Adding to the drama is background scoring, which ranges from taiko and samisen to solo strings, jazz, and big band swing. The simplicity and effectiveness of the biwa and taiko, again, really make viewers feel like they’re watching a rakugo performance in a theater. (Biwas are used in the anime to introduce the actor as he walks onto the stage.) The same instruments are also occasionally used in the soundtrack to reinforce the rising action and give each rakugo story’s climax more punch. The solo strings and swing/jazz arrangements play a big part in setting the era in which the anime takes place. (Pacific-placed ocean liners in the 1910s, and the U.S. soldiers of occupying forces in World War II played a huge role in bringing jazz to Japan and growing its popularity.) The liveliness of the swing/jazz arrangements in the series contrasts some of the more reserved stage performances and brings swagger and energy to scenes outside the theater. And a jazzy OP with bass-driven song, “Usurahi Shinju,” by Megumi Hayashibara offers the perfect prelude to each episode.

Showa Genroku Rakugo Shinju takes place during the Showa Era (1926–1989) and uses this time period of turbulence and transition to great effect. To start, there’s the Singing in the Rain parallel. It’s easy to liken the declining popularity of silent films and rakugo when faced with, respectively, the advent and growing popularity of talkies and movies/TV. But this period of time also affords a wonderful opportunity to explore the importance and different roles of art in times of peace and war as well as a chance to examine how both affect artists and those they love.
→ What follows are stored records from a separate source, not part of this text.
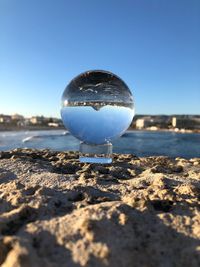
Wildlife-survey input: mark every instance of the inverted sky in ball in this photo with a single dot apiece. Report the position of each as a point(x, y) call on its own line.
point(97, 107)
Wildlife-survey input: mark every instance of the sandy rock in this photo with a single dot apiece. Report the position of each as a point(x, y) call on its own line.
point(56, 211)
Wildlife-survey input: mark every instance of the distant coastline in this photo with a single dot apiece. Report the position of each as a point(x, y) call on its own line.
point(172, 123)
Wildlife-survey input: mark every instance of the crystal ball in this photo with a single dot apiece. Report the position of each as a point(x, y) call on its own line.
point(97, 107)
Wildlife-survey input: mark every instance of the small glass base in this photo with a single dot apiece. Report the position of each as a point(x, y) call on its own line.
point(95, 153)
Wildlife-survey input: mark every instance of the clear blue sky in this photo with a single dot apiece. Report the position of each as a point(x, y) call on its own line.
point(153, 45)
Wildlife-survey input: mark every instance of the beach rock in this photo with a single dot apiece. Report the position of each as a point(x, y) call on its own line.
point(135, 212)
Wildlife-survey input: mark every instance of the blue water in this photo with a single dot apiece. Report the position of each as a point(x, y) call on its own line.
point(140, 143)
point(97, 126)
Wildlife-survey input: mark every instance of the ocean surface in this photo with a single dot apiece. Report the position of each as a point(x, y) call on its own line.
point(140, 143)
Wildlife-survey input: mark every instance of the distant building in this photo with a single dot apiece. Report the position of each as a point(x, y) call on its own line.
point(17, 117)
point(5, 118)
point(187, 122)
point(37, 120)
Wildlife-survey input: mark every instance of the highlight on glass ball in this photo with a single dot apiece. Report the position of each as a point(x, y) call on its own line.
point(97, 108)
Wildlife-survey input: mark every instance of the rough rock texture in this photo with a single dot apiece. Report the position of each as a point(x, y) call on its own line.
point(55, 211)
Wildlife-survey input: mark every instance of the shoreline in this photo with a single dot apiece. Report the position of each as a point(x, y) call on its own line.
point(56, 211)
point(37, 128)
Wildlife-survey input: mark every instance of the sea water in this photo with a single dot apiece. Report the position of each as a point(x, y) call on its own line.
point(97, 125)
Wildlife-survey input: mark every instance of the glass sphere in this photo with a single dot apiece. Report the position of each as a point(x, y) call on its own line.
point(97, 107)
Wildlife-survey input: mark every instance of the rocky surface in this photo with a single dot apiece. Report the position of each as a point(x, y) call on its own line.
point(55, 211)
A classic art form and changing times also encourage a range of beautiful sets and character designs.

Whether in a bustling city or the quiet of a small country town, the detail in backgrounds is wonderful, and the characters’ visages seem realistically (without exaggeration) shaped by the emotions trying to rise to the surface. Kikuhiko (both young and old) can seem outright menacing in his coldness and offers a great canvas for a multitude of characters, Sukeroku is drawn warmly like a playful baboon but wears a face long enough to pity, and Konatsu’s “tomboyish” design is flexible enough to relay her willfulness and vulnerability while offering the camera the type of hidden beauty that drives imaginations wild.
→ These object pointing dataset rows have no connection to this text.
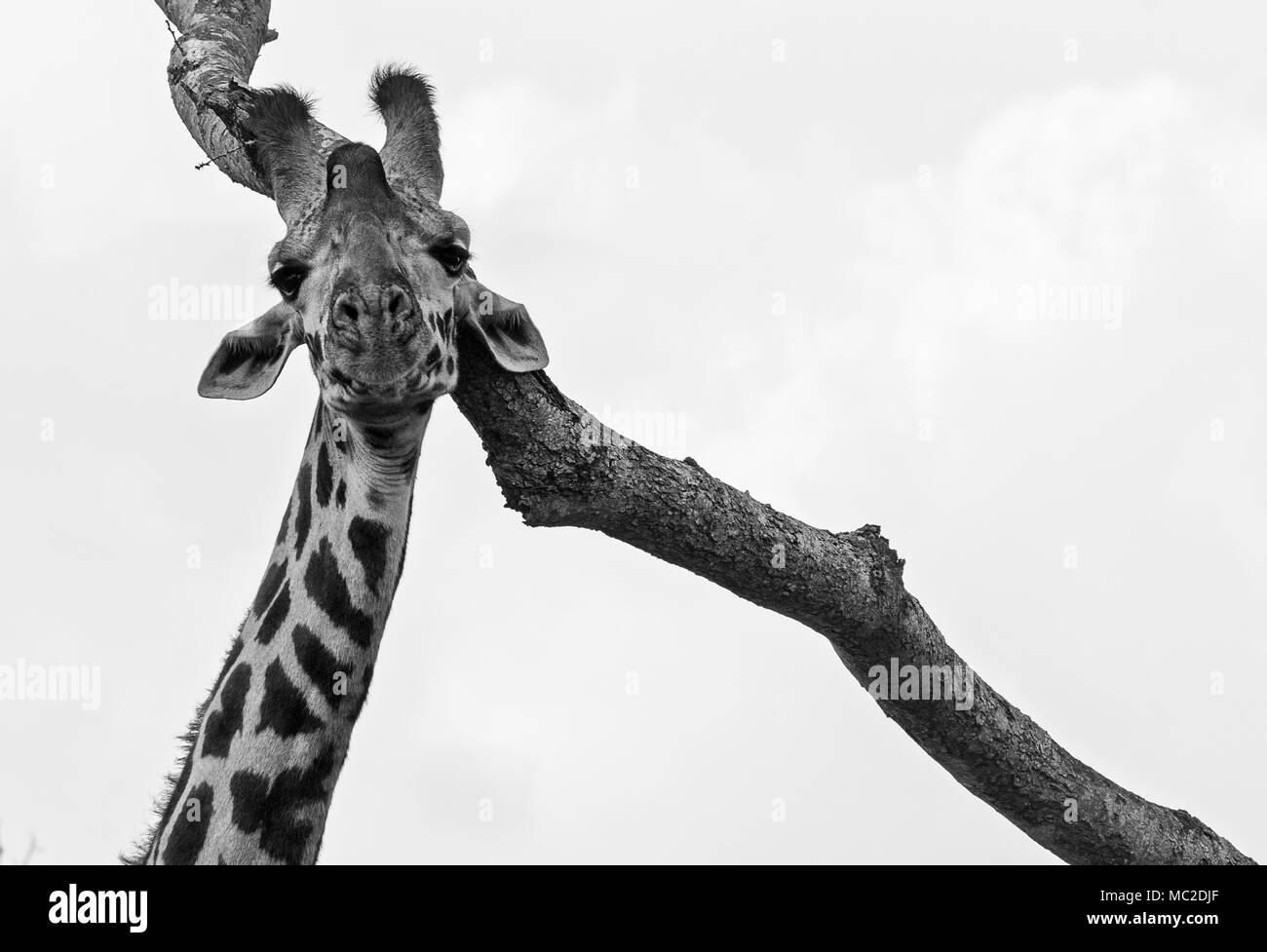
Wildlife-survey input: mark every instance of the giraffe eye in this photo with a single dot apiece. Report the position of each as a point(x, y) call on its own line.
point(288, 279)
point(452, 257)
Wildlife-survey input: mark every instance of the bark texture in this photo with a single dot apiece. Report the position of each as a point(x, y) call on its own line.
point(557, 466)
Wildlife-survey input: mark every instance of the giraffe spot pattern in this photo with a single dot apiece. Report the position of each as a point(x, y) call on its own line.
point(325, 476)
point(370, 547)
point(274, 811)
point(320, 664)
point(277, 616)
point(284, 707)
point(327, 588)
point(304, 516)
point(365, 692)
point(224, 723)
point(188, 836)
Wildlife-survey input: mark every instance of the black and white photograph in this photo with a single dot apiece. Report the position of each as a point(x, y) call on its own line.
point(680, 435)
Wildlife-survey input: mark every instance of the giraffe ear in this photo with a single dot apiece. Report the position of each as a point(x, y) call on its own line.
point(503, 325)
point(249, 360)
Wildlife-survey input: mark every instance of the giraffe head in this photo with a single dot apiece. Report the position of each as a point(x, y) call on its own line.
point(372, 272)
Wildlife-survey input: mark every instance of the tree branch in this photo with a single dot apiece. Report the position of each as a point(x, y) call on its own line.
point(557, 466)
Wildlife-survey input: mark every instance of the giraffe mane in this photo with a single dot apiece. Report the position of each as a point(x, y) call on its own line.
point(164, 804)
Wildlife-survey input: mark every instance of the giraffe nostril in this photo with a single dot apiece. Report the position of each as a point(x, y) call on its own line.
point(396, 304)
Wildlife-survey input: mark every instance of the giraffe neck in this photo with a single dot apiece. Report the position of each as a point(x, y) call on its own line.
point(266, 748)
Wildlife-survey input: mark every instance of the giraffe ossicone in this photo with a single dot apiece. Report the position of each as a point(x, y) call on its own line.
point(374, 278)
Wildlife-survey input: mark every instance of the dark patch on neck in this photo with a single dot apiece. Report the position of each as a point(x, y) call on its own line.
point(365, 692)
point(325, 476)
point(327, 588)
point(273, 580)
point(304, 516)
point(284, 707)
point(188, 836)
point(370, 547)
point(277, 616)
point(224, 723)
point(275, 813)
point(321, 665)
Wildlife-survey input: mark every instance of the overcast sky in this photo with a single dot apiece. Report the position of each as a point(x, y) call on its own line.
point(819, 247)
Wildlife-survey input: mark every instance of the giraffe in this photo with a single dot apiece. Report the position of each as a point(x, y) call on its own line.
point(374, 278)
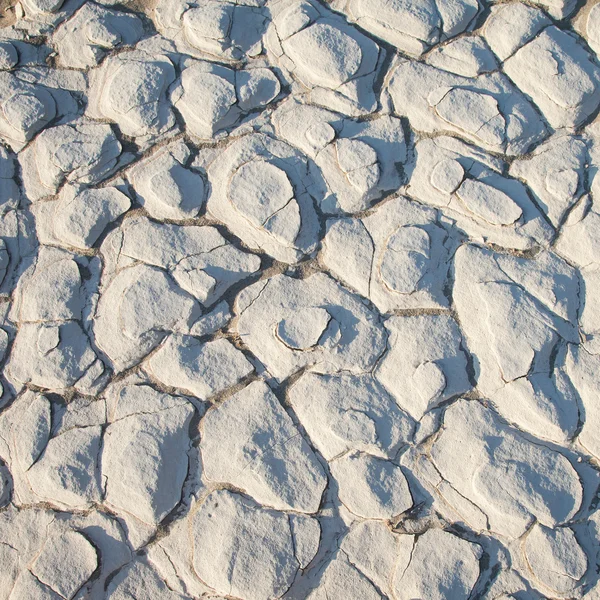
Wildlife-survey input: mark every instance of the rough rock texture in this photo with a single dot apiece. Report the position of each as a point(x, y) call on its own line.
point(299, 299)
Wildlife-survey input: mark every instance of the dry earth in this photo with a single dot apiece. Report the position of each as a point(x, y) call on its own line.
point(299, 299)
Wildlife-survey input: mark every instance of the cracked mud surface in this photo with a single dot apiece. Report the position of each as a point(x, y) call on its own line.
point(299, 299)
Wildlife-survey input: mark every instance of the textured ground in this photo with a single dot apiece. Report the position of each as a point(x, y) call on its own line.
point(299, 299)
It’s positively astounding that an anime based on a niche art with only subtle flare gained such popularity and respect. Showa Genroku Rakugo Shinju appeared on several best-of-the-year lists and was nominated for four categories—Best Opening, Best Boy, Best Drama, and Anime of the Year—in Crunchyroll’s 2016 Anime Awards. And when you consider that this show premiered as a Winter 2016 title (the first season of the anime viewing year) and that the extremely popular Yuri!!! on Ice closed out Fall 2016 (the last season of the anime viewing year), that means something this series accomplished struck viewers hard and stuck with them despite all the shows that came after. Have a seat, brace yourself, and just try to keep from applauding after the final bow. And after you’ve watched once, watch it again and marvel at all the effort the story puts into paralleling characters and situations—reactions to things said that seem off at first and then heartbreaking when you’re in the know.

Showa Genroku Rakugo Shinju is available from Crunchyroll.